Content in Patches for Mac OS X site has been modified.
BigFix Patch now supports Audit Only content for MacOS Monterey on both Intel and ARM64 architecture.
New Fixlets:
UPDATE: macOS Monterey 12.5.1 Available (ID: 12000001)
UPDATE: macOS Monterey 12.5.1 Available for Apple Silicon (ARM64) (ID: 12000002)
Published site version:
Patches for Mac OS X, version 524.
Actions to Take:
Gathering of the site will automatically show the updates made.
Note: MacOS Monterey content is for Audit purpose only. The update must be installed manually on the endpoint.
Do the “Audit Only” statements mean that HCL only provides “Audit Only” content for macOS 12 Monterey now? Or is “Audit Only” content available in addition to full management content that patches the computer?
Apple restrictions on patching methods for Monterey 12.5.1 are limiting abilities for any management product to apply OS updates without user interaction. The audit-only fixlets are a stopgap measure we are providing to help audit and identify your level of risk, while we continue work installation methods.
Work is still in progress. I can’t make an official statement at this time, but be prepared that installing MacOS updates may require a deployed MDM, or require user interaction on the endpoint, to complete remediation.
If one knows a valid admin user/pass, and has sufficient kungfu to gin up a secure parameter fixlet that deploys shell scripts with the right expect logic, one might be able to effectively script Monterey updates. (I have not done this.)
Thank you, @JasonWalker and @atlauren. I was afraid it was this. Does BigFix MCM apply here? We’ve not deployed this yet, but do have another macOS MDM in use (sorry) that we can use for most machines in the meantime.
MCM would conceivably bridge the gap.
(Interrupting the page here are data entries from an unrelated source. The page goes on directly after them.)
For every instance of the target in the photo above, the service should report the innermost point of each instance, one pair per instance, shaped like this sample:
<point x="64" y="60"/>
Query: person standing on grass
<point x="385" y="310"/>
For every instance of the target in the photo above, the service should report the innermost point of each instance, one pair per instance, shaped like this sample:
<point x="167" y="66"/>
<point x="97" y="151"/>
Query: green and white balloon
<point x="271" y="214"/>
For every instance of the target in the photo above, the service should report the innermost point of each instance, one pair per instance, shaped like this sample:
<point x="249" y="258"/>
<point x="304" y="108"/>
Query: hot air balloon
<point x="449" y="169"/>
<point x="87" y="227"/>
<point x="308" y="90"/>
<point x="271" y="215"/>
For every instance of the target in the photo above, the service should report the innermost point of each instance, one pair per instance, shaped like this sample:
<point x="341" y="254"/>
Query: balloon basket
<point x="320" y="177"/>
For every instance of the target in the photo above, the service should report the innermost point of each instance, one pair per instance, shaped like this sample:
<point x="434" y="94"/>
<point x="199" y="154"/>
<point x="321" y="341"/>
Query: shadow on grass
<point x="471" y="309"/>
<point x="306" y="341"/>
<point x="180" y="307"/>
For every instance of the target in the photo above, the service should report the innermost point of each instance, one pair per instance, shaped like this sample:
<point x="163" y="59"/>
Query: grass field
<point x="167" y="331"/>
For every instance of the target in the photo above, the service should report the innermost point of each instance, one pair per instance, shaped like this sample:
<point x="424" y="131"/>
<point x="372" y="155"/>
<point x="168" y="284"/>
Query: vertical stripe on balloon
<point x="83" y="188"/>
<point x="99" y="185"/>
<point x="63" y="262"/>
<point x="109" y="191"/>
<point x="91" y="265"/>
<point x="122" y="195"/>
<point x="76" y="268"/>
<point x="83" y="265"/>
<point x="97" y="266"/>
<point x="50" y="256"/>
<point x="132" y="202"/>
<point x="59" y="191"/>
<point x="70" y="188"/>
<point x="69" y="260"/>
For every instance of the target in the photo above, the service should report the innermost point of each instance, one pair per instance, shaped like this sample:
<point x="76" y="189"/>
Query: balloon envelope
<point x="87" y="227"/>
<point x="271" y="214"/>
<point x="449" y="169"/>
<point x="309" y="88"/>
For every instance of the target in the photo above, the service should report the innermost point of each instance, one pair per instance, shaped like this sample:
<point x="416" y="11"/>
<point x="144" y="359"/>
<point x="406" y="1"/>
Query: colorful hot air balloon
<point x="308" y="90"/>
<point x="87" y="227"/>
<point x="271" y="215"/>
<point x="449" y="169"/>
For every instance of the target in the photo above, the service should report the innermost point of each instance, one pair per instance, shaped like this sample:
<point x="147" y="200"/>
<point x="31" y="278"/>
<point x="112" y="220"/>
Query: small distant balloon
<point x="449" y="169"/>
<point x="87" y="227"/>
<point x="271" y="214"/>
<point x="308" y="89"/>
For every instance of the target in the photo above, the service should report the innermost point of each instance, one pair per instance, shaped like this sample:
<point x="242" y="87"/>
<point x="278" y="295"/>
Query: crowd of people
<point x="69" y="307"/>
I (also) have not deployed this, because we (also) have another MDM in use that predates MCM’s entrance in the market.
Right now we’re pludging along with MDM policies that set Software Update behavior, and a set of recurring BigFix actions that forever nag users to install updates and also launch the Software Update panel. It is sub-ideal.
FWIW, managing Software Update is a considerable source of pain in MacIT world right now. Most customers are ginning up nagging solutions using Nudge. Even then, sometimes Software Update gets “wedged” and needs a swift kick.